❸ Add a text source that will display subtitle text on the OBS streaming screen.
- In OBS, click the "+" button under "ソース" and add "テキスト(GDI+)".

・Create a new source and set the name to "Acp". (This is because the default setting for the sample program we prepared this time specifies the name "Acp", so we need to match that.)
If there are no problems, just press OK to add the source for the subtitle text.

❹ Register as a user on ACP and prepare your APPKEY.
This is sample software for ACP users.
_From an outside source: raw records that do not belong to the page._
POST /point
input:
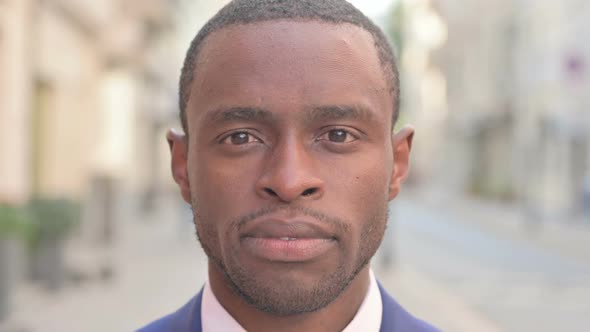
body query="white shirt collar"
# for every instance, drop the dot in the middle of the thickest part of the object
(367, 319)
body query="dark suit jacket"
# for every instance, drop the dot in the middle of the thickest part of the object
(188, 318)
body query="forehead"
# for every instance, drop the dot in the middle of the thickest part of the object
(301, 63)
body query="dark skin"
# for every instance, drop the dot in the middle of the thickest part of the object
(293, 116)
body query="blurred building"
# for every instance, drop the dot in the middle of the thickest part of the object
(514, 116)
(84, 85)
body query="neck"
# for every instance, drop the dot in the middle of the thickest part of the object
(333, 317)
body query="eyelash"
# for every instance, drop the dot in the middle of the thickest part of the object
(348, 132)
(228, 136)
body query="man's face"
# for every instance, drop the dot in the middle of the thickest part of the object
(290, 159)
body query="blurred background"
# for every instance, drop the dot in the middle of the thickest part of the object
(491, 233)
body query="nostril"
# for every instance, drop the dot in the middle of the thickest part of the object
(310, 191)
(270, 192)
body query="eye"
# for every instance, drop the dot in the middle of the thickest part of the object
(338, 136)
(240, 138)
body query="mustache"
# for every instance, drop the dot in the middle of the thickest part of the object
(335, 223)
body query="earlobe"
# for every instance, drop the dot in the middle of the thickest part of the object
(178, 145)
(402, 145)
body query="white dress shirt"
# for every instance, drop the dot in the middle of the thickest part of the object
(215, 318)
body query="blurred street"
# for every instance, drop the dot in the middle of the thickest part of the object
(449, 272)
(519, 284)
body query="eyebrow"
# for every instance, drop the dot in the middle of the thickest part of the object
(339, 112)
(239, 114)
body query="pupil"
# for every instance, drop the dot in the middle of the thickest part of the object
(239, 138)
(337, 136)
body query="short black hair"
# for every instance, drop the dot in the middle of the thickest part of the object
(239, 12)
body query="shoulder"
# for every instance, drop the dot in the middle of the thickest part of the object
(185, 319)
(396, 319)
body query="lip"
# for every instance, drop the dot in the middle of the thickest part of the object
(280, 240)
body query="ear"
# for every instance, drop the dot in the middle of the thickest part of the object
(402, 145)
(179, 152)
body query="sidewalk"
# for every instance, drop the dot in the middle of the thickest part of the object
(509, 221)
(159, 265)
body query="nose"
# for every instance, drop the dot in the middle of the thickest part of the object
(290, 174)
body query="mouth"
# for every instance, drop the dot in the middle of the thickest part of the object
(285, 241)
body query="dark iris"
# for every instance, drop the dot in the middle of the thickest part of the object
(239, 138)
(338, 136)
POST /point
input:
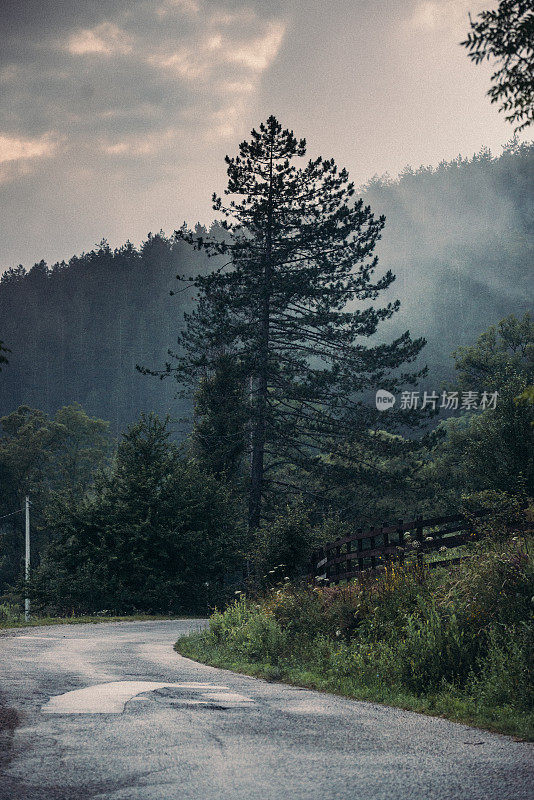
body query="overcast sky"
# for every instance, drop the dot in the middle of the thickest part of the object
(115, 115)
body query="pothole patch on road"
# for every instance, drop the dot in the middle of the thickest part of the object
(111, 698)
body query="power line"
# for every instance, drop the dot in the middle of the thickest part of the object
(20, 511)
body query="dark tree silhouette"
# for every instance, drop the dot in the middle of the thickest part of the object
(3, 350)
(298, 249)
(506, 35)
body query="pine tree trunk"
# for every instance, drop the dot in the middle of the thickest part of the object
(260, 405)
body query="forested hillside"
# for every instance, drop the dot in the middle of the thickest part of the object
(77, 331)
(458, 238)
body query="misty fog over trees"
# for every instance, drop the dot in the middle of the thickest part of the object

An APPKEY is required to actually perform speech recognition.
You can find out more about registering an ACP and obtaining an APPKEY in this article.
AmiVoice Cloud Platform-Tech Blog
❺ Open the following link in your web browser. (The latest version of Google Chrome is recommended.)
*We are using obs-websocket-js, which is a JS wrapper for the Websockets API.
You will then see a page like the one below.

❻ Set the source name (configured as "Acp" in the article) for streaming subtitle text as shown in the image, as well as the ACP APPKEY. Add the information necessary for real-time automatic subtitle display in OBS.

❼ With OBS running, press the "OBSと接続" button.
*If the connection is successful, the button will light up red as shown in the image.

❽ When you press the "録音の開始" button, speech recognition will begin and subtitles will be displayed in OBS.
*If the message "このファイルが次の許可を求めています" appears, grant permission to use the microphone.
(Please adjust the position and size of the source where the subtitle text is displayed on the OBS side as appropriate.)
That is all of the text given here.